The main janitor functions can: perfectly format data.frame column names; provide quick one- and two-variable tabulations (i.e., frequency tables and crosstabs); and isolate duplicate records. Other janitor functions nicely format the tabulation results. These tabulate-and-report functions approximate popular features of SPSS and Microsoft Excel. This package follows the principles of the “tidyverse” and works well with the pipe function %>%. janitor was built with beginning-to-intermediate R users in mind and is optimized for user-friendliness. Advanced R users can already do everything covered here, but with janitor they can do it faster and save their thinking for the fun stuff.


Missing values are ubiquitous in data and need to be explored and handled in the initial stages of analysis. ‘naniar’ provides data structures and functions that facilitate the plotting of missing values and examination of imputations. This allows missing data dependencies to be explored with minimal deviation from the common work patterns of ‘ggplot2’ and tidy data.


Built around three key functions: 1) freq() generates frequency tables reporting counts and proportions (including cumulative) for factors and other discrete data; 2) descr() gives all common central tendency statistics and measures of dispersion for numerical data; 3) dfSummary() gives as much information as possible on a dataframe’s columns in a legible table. freq() and descr() support weights, and all three functions support ‘Hmisc’ or ‘pander’ labels. A variety of output formats are available (plain text, ‘rmarkdown’ and HTML). An additional misc function, what.is(), displays all common properties of an object (its class, type, mode, attributes, etc.) and extends the base is() function, checking the object against most is.() functions.


A tableplot is a visualisation of a (large) dataset with a dozen of variables, both numeric and categorical. Each column represents a variable and each row bin is an aggregate of a certain number of records. Numeric variables are visualized as bar charts, and categorical variables as stacked bar charts. Missing values are taken into account. Also supports large ‘ffdf’ datasets from the ‘ff’ package.


Create preliminary exploratory data visualisations of an entire dataset to identify problems or unexpected features using ‘ggplot2’. Initially inspired by csv-fingerprint, vis_dat helps you visualise a dataframe and “get a look at the data” by displaying the variable classes in a dataframe as a plot with vis_dat, and getting a brief look into missing data patterns using vis_miss.


The R Package to have X Ray vision on your datasets. This package lets you analyze the variables of a dataset, to evaluate how is the shape of your data. Consider this the first step when you have your data for modeling, you can use this package to analyze all variables and check if there is anything weird worth transforming or even avoiding the variable altogether.

Last two mentions, some working on terminal only but promising.

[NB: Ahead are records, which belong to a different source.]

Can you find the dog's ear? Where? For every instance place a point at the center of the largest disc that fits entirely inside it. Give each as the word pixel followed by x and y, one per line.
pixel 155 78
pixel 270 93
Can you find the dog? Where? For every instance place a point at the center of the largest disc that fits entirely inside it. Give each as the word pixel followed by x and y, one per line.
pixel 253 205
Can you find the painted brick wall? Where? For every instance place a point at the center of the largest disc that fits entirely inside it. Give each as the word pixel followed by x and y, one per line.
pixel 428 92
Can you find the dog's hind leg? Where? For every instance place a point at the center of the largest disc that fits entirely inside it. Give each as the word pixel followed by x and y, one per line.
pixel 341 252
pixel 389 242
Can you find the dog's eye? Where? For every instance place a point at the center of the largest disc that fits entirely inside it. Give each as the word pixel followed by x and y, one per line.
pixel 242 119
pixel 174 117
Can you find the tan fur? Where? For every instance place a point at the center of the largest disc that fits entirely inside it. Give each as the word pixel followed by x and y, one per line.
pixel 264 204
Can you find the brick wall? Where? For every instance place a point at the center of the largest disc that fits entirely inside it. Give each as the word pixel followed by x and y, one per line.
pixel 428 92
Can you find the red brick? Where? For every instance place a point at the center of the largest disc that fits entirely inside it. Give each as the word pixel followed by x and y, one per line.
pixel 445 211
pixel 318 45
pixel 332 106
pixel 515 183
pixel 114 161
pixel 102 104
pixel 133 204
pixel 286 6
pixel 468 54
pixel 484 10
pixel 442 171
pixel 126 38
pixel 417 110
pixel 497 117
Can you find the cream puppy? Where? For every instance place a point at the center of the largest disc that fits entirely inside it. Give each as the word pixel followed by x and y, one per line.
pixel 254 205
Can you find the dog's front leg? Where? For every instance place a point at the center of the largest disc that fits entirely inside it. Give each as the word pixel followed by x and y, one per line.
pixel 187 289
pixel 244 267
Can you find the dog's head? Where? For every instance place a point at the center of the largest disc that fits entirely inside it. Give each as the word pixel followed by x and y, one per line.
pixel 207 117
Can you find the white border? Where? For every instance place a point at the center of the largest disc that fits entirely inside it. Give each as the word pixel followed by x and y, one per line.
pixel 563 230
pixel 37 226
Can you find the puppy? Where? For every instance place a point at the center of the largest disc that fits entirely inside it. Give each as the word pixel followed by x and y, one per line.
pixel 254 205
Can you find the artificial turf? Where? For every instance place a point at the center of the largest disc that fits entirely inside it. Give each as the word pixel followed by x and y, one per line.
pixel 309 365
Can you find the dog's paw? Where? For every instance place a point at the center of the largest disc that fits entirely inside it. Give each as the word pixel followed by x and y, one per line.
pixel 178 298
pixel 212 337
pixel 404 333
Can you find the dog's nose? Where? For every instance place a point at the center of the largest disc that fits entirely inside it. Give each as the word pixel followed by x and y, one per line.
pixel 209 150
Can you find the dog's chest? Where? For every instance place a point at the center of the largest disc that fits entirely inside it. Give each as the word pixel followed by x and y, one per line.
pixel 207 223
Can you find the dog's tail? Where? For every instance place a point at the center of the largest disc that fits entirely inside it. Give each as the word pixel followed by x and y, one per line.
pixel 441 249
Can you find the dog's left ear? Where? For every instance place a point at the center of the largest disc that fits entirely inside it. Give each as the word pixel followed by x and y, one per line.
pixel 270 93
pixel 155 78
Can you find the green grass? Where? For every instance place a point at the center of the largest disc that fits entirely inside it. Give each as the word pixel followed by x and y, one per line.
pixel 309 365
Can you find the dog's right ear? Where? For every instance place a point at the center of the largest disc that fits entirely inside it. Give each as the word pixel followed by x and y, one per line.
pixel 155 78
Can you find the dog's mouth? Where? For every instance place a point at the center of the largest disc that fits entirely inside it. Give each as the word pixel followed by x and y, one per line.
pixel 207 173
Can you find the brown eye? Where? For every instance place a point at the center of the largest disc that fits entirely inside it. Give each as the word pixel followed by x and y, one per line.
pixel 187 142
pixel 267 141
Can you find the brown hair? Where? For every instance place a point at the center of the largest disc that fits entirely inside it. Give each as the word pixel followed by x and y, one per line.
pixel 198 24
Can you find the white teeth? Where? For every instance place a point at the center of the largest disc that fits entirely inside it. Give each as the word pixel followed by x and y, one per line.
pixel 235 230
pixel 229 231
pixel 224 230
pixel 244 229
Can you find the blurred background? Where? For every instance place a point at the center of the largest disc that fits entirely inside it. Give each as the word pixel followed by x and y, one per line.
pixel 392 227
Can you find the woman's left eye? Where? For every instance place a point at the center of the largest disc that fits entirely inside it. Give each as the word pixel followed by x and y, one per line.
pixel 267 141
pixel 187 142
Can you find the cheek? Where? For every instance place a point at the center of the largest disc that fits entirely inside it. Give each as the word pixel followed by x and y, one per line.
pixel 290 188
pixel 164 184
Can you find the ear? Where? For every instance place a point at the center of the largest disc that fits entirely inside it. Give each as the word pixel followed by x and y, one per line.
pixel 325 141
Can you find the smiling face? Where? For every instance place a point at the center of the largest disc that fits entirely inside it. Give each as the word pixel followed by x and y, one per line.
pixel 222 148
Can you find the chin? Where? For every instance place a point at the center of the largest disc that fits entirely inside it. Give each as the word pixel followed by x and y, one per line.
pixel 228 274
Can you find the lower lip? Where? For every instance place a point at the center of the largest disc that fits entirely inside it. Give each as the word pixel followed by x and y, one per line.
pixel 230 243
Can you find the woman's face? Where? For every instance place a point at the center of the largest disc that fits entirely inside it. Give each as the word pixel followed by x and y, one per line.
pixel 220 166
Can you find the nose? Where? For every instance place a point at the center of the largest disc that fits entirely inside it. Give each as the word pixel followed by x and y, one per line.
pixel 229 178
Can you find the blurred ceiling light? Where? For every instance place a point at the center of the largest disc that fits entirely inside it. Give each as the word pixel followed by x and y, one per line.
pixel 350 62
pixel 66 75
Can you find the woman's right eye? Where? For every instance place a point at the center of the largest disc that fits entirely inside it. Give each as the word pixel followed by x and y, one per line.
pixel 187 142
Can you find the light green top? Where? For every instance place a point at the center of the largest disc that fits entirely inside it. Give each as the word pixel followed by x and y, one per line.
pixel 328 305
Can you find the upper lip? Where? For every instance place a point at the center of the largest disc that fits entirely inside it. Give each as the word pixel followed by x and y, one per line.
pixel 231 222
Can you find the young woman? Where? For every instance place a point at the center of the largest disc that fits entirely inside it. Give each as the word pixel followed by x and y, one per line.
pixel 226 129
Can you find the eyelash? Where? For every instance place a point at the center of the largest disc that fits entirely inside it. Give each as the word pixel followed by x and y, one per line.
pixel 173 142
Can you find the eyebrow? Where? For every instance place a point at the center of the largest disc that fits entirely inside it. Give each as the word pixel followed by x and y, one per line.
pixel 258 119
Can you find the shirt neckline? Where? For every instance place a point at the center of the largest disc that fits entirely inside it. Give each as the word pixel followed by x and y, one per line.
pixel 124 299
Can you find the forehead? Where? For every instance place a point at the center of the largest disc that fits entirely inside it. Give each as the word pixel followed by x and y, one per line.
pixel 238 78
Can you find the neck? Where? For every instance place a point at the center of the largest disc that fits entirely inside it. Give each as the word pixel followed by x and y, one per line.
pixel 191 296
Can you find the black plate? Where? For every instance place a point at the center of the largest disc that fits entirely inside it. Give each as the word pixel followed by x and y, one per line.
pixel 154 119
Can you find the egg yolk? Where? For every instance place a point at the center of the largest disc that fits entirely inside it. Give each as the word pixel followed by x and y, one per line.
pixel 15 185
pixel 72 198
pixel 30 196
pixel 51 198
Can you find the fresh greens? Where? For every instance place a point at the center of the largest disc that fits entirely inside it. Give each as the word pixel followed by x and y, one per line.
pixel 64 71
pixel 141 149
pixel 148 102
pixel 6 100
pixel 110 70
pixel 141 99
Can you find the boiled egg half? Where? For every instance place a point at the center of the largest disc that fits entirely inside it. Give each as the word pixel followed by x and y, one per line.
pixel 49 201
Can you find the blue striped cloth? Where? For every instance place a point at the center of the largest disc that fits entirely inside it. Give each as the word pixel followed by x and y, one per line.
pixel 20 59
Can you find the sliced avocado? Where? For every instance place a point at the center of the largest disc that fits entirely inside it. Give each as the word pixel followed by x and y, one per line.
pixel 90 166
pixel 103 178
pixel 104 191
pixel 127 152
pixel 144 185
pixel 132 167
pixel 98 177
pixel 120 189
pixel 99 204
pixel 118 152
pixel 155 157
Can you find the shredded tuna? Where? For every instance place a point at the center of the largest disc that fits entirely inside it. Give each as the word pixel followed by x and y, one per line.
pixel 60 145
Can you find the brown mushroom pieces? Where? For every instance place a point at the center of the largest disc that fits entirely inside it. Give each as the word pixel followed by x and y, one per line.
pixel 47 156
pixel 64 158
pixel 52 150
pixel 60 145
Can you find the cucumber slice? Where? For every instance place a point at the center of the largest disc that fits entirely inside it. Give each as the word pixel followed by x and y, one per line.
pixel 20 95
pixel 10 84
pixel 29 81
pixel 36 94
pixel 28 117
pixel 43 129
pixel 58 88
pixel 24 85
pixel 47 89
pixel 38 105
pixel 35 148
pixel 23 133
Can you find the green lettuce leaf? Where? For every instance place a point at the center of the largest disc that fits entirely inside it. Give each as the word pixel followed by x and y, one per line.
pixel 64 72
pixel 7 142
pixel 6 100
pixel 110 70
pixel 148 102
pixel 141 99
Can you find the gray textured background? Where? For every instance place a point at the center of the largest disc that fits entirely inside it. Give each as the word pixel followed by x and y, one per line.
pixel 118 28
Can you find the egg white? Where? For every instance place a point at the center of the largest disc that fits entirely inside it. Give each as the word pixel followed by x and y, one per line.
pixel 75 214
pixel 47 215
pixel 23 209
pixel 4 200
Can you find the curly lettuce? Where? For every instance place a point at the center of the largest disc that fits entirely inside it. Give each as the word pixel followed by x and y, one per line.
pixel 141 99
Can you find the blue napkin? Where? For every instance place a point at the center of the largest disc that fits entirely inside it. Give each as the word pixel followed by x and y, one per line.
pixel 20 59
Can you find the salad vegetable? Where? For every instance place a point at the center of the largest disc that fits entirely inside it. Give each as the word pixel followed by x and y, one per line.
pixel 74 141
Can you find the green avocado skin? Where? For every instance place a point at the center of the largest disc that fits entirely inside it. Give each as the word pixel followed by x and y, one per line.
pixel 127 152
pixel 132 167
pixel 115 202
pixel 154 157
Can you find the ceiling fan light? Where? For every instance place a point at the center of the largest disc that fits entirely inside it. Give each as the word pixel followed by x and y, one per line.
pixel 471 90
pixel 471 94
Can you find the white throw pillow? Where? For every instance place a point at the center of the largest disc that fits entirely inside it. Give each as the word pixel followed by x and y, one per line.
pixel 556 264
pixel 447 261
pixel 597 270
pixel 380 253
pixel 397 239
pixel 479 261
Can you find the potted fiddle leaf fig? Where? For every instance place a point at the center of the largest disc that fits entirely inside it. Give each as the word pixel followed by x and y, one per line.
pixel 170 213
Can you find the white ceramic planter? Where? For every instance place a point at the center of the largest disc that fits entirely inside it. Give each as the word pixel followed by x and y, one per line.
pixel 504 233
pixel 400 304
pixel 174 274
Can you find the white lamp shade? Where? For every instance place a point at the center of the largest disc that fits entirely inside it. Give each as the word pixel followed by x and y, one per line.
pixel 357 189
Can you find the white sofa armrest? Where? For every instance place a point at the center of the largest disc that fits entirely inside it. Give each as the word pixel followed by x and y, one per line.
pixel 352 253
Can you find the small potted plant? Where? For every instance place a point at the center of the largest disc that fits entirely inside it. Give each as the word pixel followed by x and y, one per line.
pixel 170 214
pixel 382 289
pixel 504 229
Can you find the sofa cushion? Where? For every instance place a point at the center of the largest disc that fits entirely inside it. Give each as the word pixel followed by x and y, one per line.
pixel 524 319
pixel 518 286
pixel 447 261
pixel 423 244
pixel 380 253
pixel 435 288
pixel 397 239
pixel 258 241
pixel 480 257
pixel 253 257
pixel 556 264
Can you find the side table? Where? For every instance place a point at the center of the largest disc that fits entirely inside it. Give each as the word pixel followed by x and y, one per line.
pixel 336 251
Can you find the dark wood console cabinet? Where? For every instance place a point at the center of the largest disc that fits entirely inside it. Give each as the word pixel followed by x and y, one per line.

The goal of skimr is to provide a frictionless approach to dealing with summary statistics iteratively and interactively as part of a pipeline, and that conforms to the principle of least surprise. skimr provides summary statistics that you can skim quickly to understand and your data and see what may be missing. It handles different data types (numerics, factors, etc), and returns a skimr object that can be piped or displayed nicely for the human reader.

Hadley Wickam is working on a package for better summarising of data frames called precis. This package is designed to replace base::summary() but it’s on early development stages.